The Bly family has now switch to a diversified crop rotation, adding cool-season cereal grains on 20% of their acres.
Give it time
A mistake often made by producers switching to reduced-till or no-till systems is pulling the plug too soon.
“For our farm, going back to tillage is not an option,” he says. “Sometimes you’ve got to go backward just a little bit to go forward like you want it to. Definitely 10 years of doing good practices, without any major setbacks you should be at a point where you say, I really like this. I mean, this is really awesome.”
The Bly farm’s switch to no-till hasn’t been all roses, with the fourth, fifth and sixth growing seasons challenging because of high rainfalls in the mid-1990s. “That made it very difficult for us,” he says. “But even then, our equipment was carrying on our fields quite well. The structure had improved to that point. So go down the road 29 years, it’s so much better. This last year, we had over 40 inches of rain at our farm. Yes, we didn’t get every place planted because of the extreme wetness. But where we did plant, everything carried very well; the soil is just stronger.”
According to Bly, soil strength is even more amplified in drier situations. “It’s hard; it’s like a road, and farmers, I think, misinterpret that for being too hard to grow a plant, and they tend to want to rip it up,” he explains. “But that’s the strength, that’s those bricks, that’s those aggregates interlocking and providing a bearing strength that will carry you out in the field.”
Better soil biology
Soil biology has also improved on the Bly farm, especially the increased population of earthworms. “When we diversified the rotation in 2013, the night crawlers really advanced all the way across the field in record time, which was really surprising to me.”
That increase in worm population has resulted in higher infiltration rates, providing for good air and water exchange.
“On another note, which is very fascinating, is that our residue disappears very quickly, our biology is working very well. For me, that’s what makes it all work,” he says. Adding cover crops seven years ago, “really set it afire, if that’s the right word or not, but really amplified everything that’s really good about the system, the soil health system.”
Bly stresses the importance of diversity in the cover crops producers choose for their ground.

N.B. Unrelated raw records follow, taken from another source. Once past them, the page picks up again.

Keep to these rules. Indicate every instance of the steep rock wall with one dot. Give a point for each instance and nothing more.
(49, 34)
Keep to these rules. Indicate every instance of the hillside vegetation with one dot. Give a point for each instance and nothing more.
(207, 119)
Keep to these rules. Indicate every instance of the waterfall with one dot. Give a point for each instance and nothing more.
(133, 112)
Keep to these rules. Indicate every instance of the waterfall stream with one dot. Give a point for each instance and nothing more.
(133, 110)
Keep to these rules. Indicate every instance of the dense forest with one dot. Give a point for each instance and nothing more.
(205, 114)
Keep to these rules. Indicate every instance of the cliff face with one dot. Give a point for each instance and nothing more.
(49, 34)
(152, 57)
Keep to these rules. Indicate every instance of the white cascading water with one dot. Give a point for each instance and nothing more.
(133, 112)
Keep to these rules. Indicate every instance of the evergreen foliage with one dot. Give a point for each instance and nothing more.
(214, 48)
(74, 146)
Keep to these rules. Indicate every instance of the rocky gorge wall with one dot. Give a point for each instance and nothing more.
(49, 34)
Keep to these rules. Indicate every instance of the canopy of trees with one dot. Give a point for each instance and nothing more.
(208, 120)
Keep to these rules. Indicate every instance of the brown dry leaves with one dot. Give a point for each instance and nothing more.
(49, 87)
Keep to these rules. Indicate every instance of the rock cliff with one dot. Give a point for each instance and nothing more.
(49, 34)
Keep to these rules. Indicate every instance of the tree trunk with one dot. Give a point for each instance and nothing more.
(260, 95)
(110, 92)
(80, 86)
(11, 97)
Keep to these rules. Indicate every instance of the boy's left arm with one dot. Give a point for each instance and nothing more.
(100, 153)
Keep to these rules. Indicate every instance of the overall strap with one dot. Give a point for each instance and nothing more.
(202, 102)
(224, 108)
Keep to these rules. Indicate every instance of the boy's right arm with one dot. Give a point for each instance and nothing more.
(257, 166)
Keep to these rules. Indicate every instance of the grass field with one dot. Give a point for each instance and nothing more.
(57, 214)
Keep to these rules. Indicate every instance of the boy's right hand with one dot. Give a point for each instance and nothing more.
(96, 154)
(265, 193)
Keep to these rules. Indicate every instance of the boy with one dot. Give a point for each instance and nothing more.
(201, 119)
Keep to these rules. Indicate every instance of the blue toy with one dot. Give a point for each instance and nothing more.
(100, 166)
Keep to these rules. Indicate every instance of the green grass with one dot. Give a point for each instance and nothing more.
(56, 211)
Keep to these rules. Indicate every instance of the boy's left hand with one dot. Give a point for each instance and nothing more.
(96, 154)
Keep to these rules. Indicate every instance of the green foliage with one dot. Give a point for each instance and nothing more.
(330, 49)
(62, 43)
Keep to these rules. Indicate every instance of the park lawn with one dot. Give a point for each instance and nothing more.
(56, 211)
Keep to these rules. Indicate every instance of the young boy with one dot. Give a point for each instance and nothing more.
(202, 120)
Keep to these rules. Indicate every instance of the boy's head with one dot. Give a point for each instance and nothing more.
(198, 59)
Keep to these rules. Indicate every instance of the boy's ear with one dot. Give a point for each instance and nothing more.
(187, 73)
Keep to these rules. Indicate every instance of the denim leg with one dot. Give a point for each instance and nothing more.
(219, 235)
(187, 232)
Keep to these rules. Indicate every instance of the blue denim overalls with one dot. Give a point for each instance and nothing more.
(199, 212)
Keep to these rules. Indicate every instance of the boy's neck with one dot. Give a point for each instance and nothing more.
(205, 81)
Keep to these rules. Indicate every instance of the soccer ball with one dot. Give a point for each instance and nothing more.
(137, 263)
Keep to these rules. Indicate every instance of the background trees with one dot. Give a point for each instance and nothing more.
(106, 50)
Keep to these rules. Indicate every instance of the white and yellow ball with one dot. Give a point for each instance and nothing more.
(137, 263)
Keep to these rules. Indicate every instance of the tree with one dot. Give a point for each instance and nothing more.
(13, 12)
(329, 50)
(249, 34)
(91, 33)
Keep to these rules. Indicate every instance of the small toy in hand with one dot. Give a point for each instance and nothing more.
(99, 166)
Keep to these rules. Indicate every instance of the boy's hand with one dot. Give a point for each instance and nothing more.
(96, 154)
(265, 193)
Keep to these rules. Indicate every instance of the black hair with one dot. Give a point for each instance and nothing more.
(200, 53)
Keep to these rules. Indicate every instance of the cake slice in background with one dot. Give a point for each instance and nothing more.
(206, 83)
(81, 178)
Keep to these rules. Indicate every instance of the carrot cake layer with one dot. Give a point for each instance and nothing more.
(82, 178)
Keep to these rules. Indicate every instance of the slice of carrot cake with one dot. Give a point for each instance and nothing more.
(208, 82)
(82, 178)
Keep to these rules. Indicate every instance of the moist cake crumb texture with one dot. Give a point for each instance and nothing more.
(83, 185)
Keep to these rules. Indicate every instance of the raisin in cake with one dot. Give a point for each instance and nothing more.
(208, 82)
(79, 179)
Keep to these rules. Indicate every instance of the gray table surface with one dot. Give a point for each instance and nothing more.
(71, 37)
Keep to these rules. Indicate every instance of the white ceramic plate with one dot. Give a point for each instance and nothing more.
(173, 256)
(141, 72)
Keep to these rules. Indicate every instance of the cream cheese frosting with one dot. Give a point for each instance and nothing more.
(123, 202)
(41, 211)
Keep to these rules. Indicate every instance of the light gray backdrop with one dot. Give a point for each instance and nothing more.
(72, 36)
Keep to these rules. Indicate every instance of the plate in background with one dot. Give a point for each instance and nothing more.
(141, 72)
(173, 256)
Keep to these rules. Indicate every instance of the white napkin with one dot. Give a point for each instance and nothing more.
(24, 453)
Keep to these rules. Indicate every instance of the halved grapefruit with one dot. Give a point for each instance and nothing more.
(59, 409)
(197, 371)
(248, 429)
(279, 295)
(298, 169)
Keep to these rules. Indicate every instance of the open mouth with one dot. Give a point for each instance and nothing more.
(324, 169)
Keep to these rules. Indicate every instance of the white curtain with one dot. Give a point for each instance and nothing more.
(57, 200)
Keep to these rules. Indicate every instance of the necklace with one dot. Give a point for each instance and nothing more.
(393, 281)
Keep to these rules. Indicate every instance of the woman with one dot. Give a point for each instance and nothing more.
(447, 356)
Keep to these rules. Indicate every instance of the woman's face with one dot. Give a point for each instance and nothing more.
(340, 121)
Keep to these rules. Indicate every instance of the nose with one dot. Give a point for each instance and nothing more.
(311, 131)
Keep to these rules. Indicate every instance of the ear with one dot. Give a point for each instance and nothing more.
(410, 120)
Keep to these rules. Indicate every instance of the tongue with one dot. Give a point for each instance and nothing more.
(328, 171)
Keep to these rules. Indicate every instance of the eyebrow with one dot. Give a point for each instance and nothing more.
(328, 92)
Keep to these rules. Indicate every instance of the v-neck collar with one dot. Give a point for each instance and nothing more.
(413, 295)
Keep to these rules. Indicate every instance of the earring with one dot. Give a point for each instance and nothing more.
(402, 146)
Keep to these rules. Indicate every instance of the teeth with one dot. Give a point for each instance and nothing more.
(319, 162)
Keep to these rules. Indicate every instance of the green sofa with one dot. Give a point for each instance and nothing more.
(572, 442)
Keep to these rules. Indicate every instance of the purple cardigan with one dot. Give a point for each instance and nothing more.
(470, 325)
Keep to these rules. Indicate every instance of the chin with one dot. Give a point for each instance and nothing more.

He also stresses the need to understand the basics of what you are looking for in a cover crop. “You need a taproot, you need a fibrous root, and know that you don’t plant a warm-season cover crops in August,” he says.
Though he doesn’t think one needs to be obsessed with controlling traffic on no-till fields, Bly suggests that producers at least be conscious of it. “Don’t spend a fortune trying to do this,” he notes. “Think about the easy, the low-hanging fruit, switches that you can make, and try to focus on that.”
Without obsessing over every single pass across a field, Bly suggests applying common sense. “Don’t drive all over the field with a loaded grain cart, maybe just fill that grain cart half full. I know some farmers that do that. And then you get the efficiency conversations, ‘Oh, we need to load the semi and send it on its way.’ Well, there’s a price to pay. I just think some common sense and what makes sense on your farm as far as improving soil health is a good thing.”